Old Habits
Galatians 3:1–6
O foolish Galatians! Who has bewitched you? It was before your eyes that Jesus Christ was publicly portrayed as crucified. Let me ask you only this: Did you receive the Spirit by works of the law or by hearing with faith? Are you so foolish? Having begun by the Spirit, are you now being perfected by the flesh? Did you suffer so many things in vain—if indeed it was in vain? Does he who supplies the Spirit to you and works miracles among you do so by works of the law, or by hearing with faith— just as Abraham “believed God, and it was counted to him as righteousness”?
A number of years ago, I signed up for a gym membership with great expectations of renewed feats of physical strength and youthful health. The employee who walked me through the sign-up process asked, “Will you stop coming in a few months?” He was joking. I think.
It was January, and everybody knows that gyms are at their busiest in the new year with New Year’s resolutions in tow. His question got to the fact that we easily slip into old habits despite our best intentions. For what it’s worth, I made it longer than a few months, but as of today I am not a gym member, and I’m thinking once again, “I should exercise more regularly.”
Something much more pressing than physical fitness is on Paul’s mind when he rebukes the Galatians for falling back into old habits. They had started well in faith, but now they’ve slipped back into works of the law. When they first became Christians they eagerly believed in Jesus, but now they want to enforce Old Covenant laws like circumcision on everyone in the church, particularly Gentiles.

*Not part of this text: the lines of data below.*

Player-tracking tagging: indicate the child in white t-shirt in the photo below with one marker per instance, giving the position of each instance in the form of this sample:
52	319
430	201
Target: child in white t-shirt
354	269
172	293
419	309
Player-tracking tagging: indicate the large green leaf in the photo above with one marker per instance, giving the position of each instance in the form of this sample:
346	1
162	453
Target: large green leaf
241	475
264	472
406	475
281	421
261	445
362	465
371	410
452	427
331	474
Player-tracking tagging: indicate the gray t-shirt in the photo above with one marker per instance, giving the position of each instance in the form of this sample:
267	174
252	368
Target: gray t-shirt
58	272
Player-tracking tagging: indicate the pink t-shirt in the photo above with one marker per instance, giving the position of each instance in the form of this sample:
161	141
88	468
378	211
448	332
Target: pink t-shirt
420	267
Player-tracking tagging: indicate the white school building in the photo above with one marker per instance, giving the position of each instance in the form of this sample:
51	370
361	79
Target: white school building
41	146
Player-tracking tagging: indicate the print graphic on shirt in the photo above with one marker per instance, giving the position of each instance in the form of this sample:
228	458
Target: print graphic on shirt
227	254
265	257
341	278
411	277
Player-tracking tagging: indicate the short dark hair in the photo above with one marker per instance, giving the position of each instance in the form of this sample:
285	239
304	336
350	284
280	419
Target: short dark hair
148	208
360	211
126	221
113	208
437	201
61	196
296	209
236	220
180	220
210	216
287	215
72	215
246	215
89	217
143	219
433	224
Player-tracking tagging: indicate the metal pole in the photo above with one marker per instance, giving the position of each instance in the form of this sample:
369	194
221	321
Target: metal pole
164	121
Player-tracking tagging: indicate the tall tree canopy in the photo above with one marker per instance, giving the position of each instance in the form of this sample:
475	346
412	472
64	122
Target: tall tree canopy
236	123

So Paul asks, “Having begun by the Spirit, are you now being perfected by the flesh?” (v. 3). God sent his Holy Spirit to you which you received by faith in Jesus; you didn’t get the Spirit through law-keeping. The Holy Spirit and his gifts of love, joy, peace, and all the rest came by way of justification through faith in Jesus. So why are you backpedaling into law-keeping again?
No one would accuse us today of reintroducing Old Testament practices as necessary for the Christian life. But I wonder if we fall back into old, legalistic spiritual habits in other ways? We say, of course I believe in Jesus. I’ve believed in Jesus since childhood. But my spiritual life now is rooted entirely in my own effort. I must perform. I must attend. I must give.
Should we be doers? Absolutely! But if the doing is a replacement for faith rather than a consequence of faith then we’ve missed the heart of the gospel. I love how Martin Luther puts it: “The law says ‘Do this’, and it is never done. Grace says, ‘believe in this’ and everything is already done.”